O tratamento de neonatos sintomáticos e assintomáticos pode favorecer os resultados. Portanto, é recomendado o tratamento com pirimetamina (dose inicial de ataque 2 mg/kg VO uma vez ao dia durante 2 dias, seguida de 1 mg/kg VO uma vez ao dia, máximo 25 mg) e leucovorina (10 mg VO, 3 vezes por semana). Sulfadiazina (50 mg/kg VO bid máximo de 4 g) é iniciada depois de a icterícia neonatal desaparecer. Após os 6 primeiros meses de tratamento, são mantidos inalterados a sulfadiazina e o leucovorina, mas pirimetamina é administrada com menor frequência (segundas, quartas e sextas-feiras). Dá-se continuidade a esse tratamento por, pelo menos, mais 6 meses. Todo tratamento deve ser supervisionado por um especialista. O uso de corticoides é controvertido e deve ser avaliado caso a caso, mas pode ser considerado para coriorretinite ou se a proteína do líquor é > 1 gm/dL.

Prevenção

As gestantes devem ser aconselhadas a evitar contato com caixas de areia para gatos e outras áreas contaminadas com as fezes deles.
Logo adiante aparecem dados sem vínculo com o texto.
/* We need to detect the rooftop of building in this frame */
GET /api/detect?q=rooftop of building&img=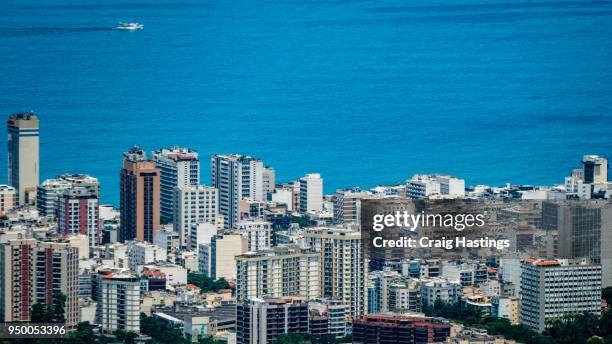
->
[524,258,596,267]
[353,314,450,329]
[153,146,198,161]
[236,245,317,259]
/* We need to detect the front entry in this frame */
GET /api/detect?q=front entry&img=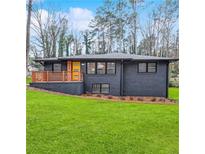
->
[72,61,81,81]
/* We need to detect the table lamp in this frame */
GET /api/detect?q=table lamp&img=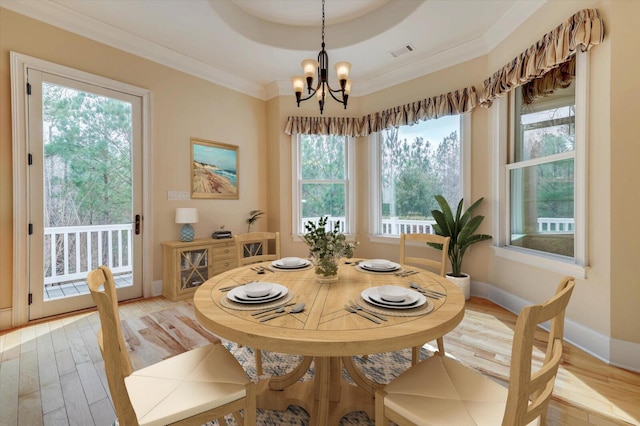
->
[176,208,198,242]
Como a infecção por oocistos ocorre > 24 h após a excreção, trocar conscienciosamente toda a caixa de areia diariamente usando luvas e lavar cuidadosamente as mãos deve reduzir a infecção por essa via se outros membros da residência não conseguem lidar com as tarefas de limpeza.

A comida deve ser muito bem cozida antes do consumo por gestantes. Frutas e legumes devem ser bem lavados ou descascados. Toda a preparação de alimentos devem ser seguida imediatamente pela lavagem das mãos.

Mulheres com risco de infecção primária (p. ex., frequentemente expostas a fezes de gatos) devem ser triadas durante a gestação. Mulheres infectadas durante o 1º ou o 2º trimestre da gestação devem ser orientadas com relação aos tratamentos disponíveis.

Pontos-chave

  • A toxoplasmose congênita geralmente decorre de infecção materna primária adquirida durante a gestação; o risco de reativação de uma infecção prévia é baixo, exceto em mulheres imunocomprometidas.

  • Muitos órgãos podem ser afetados, incluindo coração, pulmões e sistema nervoso central; a tríade clássica dos achados consiste em coriorretinite, hidrocefalia e calcificações intracranianas.

  • Algumas crianças têm evolução fulminante com morte precoce, ao passo que outras apresentam sequelas neurológicas e oftalmológicas a longo prazo (que podem se desenvolver por vários anos ou mesmo décadas).

  • Fazer a análise por PCR do líquido amniótico (para infecção fetal) ou líquidos corporais (incluindo LCS) e tecidos a procura de infecção neonatal; teste sorológico também pode ser usado.

  • Fazer RM ou TC do encéfalo.

  • Pirimetamina, sulfadiazina e leucovorina podem ajudar.

  • As gestantes devem evitar contato com caixas de areia para gatos e outras áreas contaminadas com as fezes deles.